Did implementation of this e-learning approach have any disadvantages or drawbacks?

This approach is inherently more risky than OMR as there are more things that can potentially go wrong than using paper. A successful examination is also reliant on more parts of the chain running successfully. These include servers, client computers, the network and power. Without any of these being in place at the right time, the exam will not run. Large computer labs are also required to sit a large cohort of students simultaneously and these need to have either enough distance between screens or physical barriers to prevent plagiarism.

Powerful servers are also required to cope with a large number of students taking an exam, especially at the start of the exam when they all send a request for the first page almost simultaneously.

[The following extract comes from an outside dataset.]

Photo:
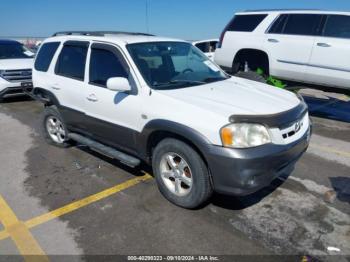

A backup server is also very useful so that, if there is a problem with the main server, the backup can be used instead and the exam does not need to be rescheduled. The configuration of these primary and backup servers is complex and requires specialists; the salaries of such personnel could be considered a financial drawback.

Some anxiety was seen in the students, especially for their first online exam, though it is predicted that this would rapidly decrease as their familiarity with the system grows. Alongside this there has been some anxiety also seen amongst staff. Although online exams should be very similar to paper based exams in the way in which they are organised by the institution (obviously apart from the type of delivery), it seems that the unfamiliarity of the online approach and the perceived lack of confidence in IT abilities can lead some staff to be shy of the new system. This can lead to more responsibility for the organisation of exams falling to IT staff, who wouldn't normally be involved in these stages.

How did this e-learning approach accord with or differ from any relevant departmental and/or institutional strategies?

It is the Medical Education Unit's role to lead the departmental strategy with respect to assessment. There are staff within the unit who specialise in medical education (including assessment) and staff whose responsibility it is to program and run the online assessment system and therefore lead the departmental strategy. These members of staff liaise with staff within the schools within the Faculty of Medicine to run online assessment.

The MEU started summative online exams 3 years ahead of the University's central IT team. When the University's Information Services started to look at software to begin summative online assessments, Touchstone was considered as an option to be adopted by the University but was beaten to second place by Questionmark Perception at the final stage. The Medical School has continued with Touchstone as there are a large number of questions within the system, staff are trained to use it and it has been designed around the question types used commonly in medicine.